Bu kabadayı korosundan korkmakla birlikte, onları anlayabiliyorum da. Ben çoğunluka huzurlu bir hayat sürüyorum, ama rüyalarım dev bir yaban öküzü tarafından kabusa dönüşüyor. Bizim gibi damarlarında hâlâ kan akmaya devam edenler bastırılmaya ve fantazi dünyasına itilmeye zorlandık. Gündüz düşlerimizde ve bilgisayar oyunlarında ekololojik limitlerin ve diğer insanların çıkarlarının hayatta kalmamızı engellediği yaşamlar yaşamlar bulduk.
İnsanlık artık muhafazakârlar ve liberaller veya gericiler ve ilericiler olarak ayrılmıyor. Bugün mücadelenin hatlarıi yayılmacılar ve sınırlayacılar arasında çiziliyor; engelleyici hiç bir şeyin olmaması gerektiğine inananlar ve sınırlar içinde yaşamak zorunda olduğumuza inananlar. Bugün çevrecilerle iklim değişikliğini kabul etmeyenler, yol güvenliği savunucuları ile hız kaçkınları, gerçek halk kitleleriyle, kurumların sponsorluğunda oluşan gruplar arasındaki mücadele daha daha başlangıcı. Bu mücadele, etik sınırlarına saldırdıkça daha da çirkin bir hal alacak.
İşte buradayız , Beowulf’un kahramalarının topraklarında; kısaltmalar, örtülü ifadeler, parantezler, istisnalar ve herkesin taleplerini karşılaması gerektiren ölü diplomasinin sisi pusu içinde kaybolmuş bir halde. Buradakahramanlığa yer yok; başkalarının ihtiyaçları karşısında her türlü tutku ve güç boyun eğiyor. Her bir sinir hücresi karşı çıksa da, tıpkı olması gerektiği gibi..

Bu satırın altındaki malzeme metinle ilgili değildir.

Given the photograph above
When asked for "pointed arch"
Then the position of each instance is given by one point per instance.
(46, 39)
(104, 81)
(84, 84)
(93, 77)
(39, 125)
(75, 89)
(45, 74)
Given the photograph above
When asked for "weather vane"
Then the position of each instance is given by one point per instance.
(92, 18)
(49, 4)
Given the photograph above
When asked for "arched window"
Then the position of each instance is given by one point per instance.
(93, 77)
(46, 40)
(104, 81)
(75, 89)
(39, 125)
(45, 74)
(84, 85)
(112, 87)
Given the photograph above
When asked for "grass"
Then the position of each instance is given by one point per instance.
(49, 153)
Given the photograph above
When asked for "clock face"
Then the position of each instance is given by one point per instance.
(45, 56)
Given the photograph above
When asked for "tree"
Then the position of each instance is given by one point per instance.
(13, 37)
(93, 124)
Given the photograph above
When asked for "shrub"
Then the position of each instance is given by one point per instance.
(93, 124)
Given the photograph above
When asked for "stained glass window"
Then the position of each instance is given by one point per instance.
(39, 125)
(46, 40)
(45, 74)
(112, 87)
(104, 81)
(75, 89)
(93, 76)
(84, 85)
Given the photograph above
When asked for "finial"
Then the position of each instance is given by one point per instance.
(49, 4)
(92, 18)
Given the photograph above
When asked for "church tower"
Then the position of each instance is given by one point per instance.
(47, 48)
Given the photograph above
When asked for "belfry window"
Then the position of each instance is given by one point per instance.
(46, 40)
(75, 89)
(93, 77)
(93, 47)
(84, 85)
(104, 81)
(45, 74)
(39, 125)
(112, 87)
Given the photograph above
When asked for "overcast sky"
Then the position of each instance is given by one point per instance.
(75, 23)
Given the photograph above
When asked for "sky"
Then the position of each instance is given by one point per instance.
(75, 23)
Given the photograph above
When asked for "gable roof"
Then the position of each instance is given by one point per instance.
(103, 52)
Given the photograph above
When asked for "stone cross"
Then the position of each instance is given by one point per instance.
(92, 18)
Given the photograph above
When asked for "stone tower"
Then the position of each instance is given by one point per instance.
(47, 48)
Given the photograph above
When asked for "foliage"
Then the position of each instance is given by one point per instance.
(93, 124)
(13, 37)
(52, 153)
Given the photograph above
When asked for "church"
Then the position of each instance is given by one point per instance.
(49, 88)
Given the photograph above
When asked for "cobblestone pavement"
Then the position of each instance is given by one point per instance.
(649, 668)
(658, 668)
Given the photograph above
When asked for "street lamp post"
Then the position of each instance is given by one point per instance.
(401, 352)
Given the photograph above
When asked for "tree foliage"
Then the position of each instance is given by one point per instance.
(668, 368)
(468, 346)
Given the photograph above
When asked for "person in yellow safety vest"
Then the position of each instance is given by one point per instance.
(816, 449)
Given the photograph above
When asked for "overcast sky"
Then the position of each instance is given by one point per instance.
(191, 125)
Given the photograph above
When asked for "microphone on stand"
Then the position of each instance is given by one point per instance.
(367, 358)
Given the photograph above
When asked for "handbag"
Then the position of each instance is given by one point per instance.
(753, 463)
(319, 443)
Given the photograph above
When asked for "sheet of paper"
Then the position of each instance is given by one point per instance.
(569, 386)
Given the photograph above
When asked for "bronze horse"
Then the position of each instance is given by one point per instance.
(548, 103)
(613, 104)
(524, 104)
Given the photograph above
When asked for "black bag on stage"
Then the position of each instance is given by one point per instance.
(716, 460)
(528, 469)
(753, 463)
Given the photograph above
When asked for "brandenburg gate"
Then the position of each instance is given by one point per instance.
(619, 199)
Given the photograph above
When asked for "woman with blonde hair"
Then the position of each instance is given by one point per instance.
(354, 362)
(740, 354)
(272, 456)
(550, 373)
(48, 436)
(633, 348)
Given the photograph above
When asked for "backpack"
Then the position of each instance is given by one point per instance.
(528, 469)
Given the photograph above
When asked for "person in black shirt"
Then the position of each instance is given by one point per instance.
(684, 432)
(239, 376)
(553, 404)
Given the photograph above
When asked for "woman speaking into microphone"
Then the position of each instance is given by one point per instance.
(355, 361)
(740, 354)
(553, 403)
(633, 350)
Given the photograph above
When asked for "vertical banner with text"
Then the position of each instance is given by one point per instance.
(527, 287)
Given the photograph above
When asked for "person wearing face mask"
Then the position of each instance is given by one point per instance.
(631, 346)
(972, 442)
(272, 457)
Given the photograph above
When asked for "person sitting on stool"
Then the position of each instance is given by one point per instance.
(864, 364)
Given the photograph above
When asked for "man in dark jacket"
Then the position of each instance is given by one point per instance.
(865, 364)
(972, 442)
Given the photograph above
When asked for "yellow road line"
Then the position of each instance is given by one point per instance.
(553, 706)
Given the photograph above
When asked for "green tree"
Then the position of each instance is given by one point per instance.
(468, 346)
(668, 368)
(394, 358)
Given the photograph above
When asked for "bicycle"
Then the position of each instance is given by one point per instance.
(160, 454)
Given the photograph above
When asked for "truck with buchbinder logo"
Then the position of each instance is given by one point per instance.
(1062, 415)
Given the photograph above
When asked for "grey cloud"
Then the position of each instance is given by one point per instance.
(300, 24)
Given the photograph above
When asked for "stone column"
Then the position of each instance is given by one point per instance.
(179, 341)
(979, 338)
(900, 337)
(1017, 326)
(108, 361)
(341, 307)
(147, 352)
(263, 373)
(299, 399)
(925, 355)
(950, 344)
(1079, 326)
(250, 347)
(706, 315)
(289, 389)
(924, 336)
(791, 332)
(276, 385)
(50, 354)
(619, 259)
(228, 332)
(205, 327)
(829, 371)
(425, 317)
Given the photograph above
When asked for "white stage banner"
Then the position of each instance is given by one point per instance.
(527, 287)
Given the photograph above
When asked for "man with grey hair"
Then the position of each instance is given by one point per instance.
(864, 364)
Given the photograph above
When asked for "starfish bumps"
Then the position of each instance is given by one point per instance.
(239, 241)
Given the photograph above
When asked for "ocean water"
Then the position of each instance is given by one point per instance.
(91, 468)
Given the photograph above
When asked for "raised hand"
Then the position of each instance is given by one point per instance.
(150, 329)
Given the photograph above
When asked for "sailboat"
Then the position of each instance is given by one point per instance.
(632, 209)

Her ne kadar delegeler kendi sorumluluklarının boyutu konusunda uyanıyor olsalar da ben hâlâ bizi toptan satacaklarına inanıyorum. Herkes son bir macera istiyor. Resmi taraflar arasında, bizim anlatmaya çalıştığımız hayatın, yarını düşünerek yaşamanın kaçınılmaz etkilerini kabul edecek kimse yok. Kendilerine her zaman başka bir cephe, kısıtlamalardan kurtulmak için başka bir yol, tatminsizliklerini başka yerlere ve insanlara yıkmanın yolları olduğunu söyleyenler hep olacak. Burada tartışılan her şeyin üzerinde duran, adı söylenmeye cesaret edilemeyen, her zaman var olmuş ama hiç bahsedilmeyen bir konu. Uyuşmazlıklarımızın çözümsüz kalmasını sağlayan sihirli bir formül, ekonomik büyüme .
Ekonomiler büyürken sosyal adalete gerek yok, hayatlar adaletli bir paylaşım olmaksızın da gelişebilir. Ekonomiler büyürken insanlar yönetici kesimle zıtlaşmaya ihtiyaç duymazlar. Ekonomiler büyürken sorunlarımızın çözümlerini satın almaya devam ederiz. Ama tıpkı bankerler gibi biz de bugün bir süreliğine başımızdan savdığımız problemlerimizi yarın bir gün katlanarak karşımızda buluruz. Ekonomik büyüme sürecinde çok yüksek faiz oranlarıyla zamanı ödünç alıyoruz. Şurası kesin ki, Kopenhag’da mutabık kalınan her kesinti eninde sonunda aşılacak. İklim dengesizliğini önlemeyi becerebilsek bile, büyüme küresel olarak baş etmek zorunda kalacağımız yeni bir kısıtlamayla karşı karşıya kalmanın an meselesi olduğu anlamına geliyor: petrol, su, fosfat, toprak...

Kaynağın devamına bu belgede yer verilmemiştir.